CAIRO, Mona Salem - Israeli Prime Minister Benjamin Netanyahu is due in Cairo on Tuesday as Washington is drafting documents to serve as a basis for resuming Israeli-Palestinian peace talks.
Netanyahu will hold talks with Egyptian President Hosni Mubarak and other senior officials, Egyptian sources said.
Egypt's foreign minister Ahmed Abul Gheit said on Sunday that the talks in Cairo would focus on "ways to advance peace efforts."

Israeli Prime Minister Benjamin Netanyahu
Israeli Prime Minister Benjamin Netanyahu
"We will listen to his points of view and we will inform him that a fair settlement must be reached on the Palestinian refugee problem and east Jerusalem," he said, referring to two key issues in the peace talks.
"We are also preparing for a visit I will make to Washington (in January), and in the context of these talks (Egypt) must listen to the positions of the Israelis and the Palestinians," he told reporters.
Egypt's latest moves come as US President Barack Obama's administration was said to be drafting letters of guarantee for Israel and the Palestinians to serve as a basis for the relaunch of peace talks which have been stalled for almost a year.
"US special envoy George Mitchell will present two draft letters of guarantee, one for Israel and one to the Palestinian Authority during his next visit to the region," one Arab diplomat in Cairo told AFP.
"The United States are hoping that the two letters will serve as a basis for the relaunch of Israeli-Palestinian negotiations but we don't know if they will satisfy the Palestinians, who want a complete freeze of settlement activity before talks resume," the diplomat said.
The United States is currently in talks with the Palestinians and Egypt -- a key US ally in the region -- over the letters, a Western diplomat said.
Egypt had already asked for written US guarantees before peace negotiations could resume, in order to ensure that their aim is the establishment of a Palestinian state within 1967 borders.

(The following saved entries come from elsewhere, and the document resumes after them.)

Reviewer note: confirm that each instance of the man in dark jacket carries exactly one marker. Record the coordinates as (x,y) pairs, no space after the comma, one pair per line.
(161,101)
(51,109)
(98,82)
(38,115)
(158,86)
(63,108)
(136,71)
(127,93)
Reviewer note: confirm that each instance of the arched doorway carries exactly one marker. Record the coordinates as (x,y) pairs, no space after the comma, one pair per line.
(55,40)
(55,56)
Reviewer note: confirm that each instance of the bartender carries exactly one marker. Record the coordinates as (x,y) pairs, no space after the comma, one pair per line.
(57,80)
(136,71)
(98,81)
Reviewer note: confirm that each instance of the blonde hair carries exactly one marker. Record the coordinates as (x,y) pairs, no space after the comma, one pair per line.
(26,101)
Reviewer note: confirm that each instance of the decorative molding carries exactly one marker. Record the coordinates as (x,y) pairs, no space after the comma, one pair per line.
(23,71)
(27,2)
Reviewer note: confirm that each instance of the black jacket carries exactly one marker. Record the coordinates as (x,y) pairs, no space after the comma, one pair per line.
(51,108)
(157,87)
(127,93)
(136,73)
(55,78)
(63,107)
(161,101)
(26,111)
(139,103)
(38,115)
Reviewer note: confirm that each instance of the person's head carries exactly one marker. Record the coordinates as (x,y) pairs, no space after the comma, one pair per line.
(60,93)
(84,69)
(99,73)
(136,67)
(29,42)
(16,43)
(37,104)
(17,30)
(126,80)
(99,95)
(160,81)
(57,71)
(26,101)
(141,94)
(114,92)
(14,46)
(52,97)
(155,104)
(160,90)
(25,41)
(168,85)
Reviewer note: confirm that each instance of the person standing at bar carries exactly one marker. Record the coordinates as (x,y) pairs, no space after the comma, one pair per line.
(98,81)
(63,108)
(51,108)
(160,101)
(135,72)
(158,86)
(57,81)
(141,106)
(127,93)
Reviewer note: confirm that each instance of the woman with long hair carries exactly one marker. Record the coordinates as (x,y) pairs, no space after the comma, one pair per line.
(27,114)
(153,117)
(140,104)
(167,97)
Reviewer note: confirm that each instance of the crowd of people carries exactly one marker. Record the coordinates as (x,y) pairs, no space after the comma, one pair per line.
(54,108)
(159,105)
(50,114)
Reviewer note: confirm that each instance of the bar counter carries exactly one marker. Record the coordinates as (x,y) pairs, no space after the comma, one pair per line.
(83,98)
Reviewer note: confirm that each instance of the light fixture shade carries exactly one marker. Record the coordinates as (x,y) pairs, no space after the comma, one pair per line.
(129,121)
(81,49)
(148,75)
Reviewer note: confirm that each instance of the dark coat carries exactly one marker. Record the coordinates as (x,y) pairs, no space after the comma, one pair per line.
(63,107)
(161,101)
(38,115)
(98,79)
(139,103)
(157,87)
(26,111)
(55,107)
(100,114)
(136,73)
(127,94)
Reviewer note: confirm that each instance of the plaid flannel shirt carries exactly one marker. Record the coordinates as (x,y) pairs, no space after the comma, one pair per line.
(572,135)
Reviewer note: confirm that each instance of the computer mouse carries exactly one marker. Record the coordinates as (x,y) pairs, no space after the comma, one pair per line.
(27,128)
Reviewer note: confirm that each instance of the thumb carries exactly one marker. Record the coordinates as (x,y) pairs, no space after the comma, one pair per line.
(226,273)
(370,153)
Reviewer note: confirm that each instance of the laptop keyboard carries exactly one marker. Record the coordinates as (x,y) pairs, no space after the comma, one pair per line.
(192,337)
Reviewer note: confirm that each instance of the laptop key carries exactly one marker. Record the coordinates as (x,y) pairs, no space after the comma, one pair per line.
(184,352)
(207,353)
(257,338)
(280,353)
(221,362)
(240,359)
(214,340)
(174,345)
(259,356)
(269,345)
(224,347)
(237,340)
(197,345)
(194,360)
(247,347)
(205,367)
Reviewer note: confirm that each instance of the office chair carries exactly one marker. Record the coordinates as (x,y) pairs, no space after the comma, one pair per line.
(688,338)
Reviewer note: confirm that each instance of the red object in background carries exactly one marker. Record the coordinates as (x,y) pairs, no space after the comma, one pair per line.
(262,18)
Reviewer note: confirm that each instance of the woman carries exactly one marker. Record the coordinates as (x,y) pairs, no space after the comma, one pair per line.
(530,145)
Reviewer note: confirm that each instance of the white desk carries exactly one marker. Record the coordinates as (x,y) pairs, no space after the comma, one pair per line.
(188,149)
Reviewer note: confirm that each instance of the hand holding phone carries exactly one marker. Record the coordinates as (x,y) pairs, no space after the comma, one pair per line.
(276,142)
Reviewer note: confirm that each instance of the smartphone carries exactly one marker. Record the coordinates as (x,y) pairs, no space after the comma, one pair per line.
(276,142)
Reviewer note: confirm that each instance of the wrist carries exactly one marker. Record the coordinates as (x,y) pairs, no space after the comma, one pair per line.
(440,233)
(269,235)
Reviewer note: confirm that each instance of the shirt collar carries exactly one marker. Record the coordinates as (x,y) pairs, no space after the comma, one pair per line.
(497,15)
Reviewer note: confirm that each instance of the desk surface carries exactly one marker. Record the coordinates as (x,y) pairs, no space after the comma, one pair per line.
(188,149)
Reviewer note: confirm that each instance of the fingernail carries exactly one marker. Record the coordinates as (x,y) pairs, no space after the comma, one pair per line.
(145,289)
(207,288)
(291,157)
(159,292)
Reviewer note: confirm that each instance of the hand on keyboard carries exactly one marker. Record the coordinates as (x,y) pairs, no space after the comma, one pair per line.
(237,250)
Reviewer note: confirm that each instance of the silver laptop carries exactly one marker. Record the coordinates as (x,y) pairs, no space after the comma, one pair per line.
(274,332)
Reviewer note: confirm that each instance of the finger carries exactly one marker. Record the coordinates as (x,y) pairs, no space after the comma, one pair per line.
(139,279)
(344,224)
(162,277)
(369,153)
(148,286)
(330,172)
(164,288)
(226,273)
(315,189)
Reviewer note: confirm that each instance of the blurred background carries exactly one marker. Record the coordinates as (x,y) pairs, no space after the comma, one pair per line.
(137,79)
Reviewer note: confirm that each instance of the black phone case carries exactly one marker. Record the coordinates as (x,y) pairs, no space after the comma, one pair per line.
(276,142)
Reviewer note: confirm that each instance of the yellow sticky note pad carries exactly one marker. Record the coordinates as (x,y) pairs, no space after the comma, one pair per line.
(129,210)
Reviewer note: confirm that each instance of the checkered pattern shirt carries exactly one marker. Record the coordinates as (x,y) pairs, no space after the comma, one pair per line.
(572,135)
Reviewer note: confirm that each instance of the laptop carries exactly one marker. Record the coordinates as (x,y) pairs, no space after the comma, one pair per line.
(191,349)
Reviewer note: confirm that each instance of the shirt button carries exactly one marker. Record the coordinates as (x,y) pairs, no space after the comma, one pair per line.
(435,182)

"The beginning of negotiations must come either with a complete freeze of settlement activity, which we continue to demand, or if we receive unequivocal guarantees that a Palestinian state will be established along the borders of 1967 including Jerusalem," Abul Gheit said in November.
Netanyahu last month announced a 10-month moratorium on new housing projects in Jewish settlements in the occupied West Bank in a move he said was aimed at helping kick-start the peace talks suspended during the Gaza war at the turn of the year.
The moratorium does not include public buildings or construction under way and does not apply to occupied and annexed east Jerusalem, which Israelis consider part of their capital.
The Palestinians have rejected the moratorium, saying it fell far short of their demand for a complete halt of settlement activity in the whole West Bank, including annexed east Jerusalem, which they want as the capital of their promised state.
The White House said later Monday it "opposes" the building of new Jewish settlements in east Jerusalem, in a statement calling for fresh talks on the future of the disputed territory.
"The status of Jerusalem is a permanent status issue that must be resolved by the parties through negotiations and supported by the international community," spokesman Robert Gibbs said, adding the two sides should return to the negotiating table "as soon as possible."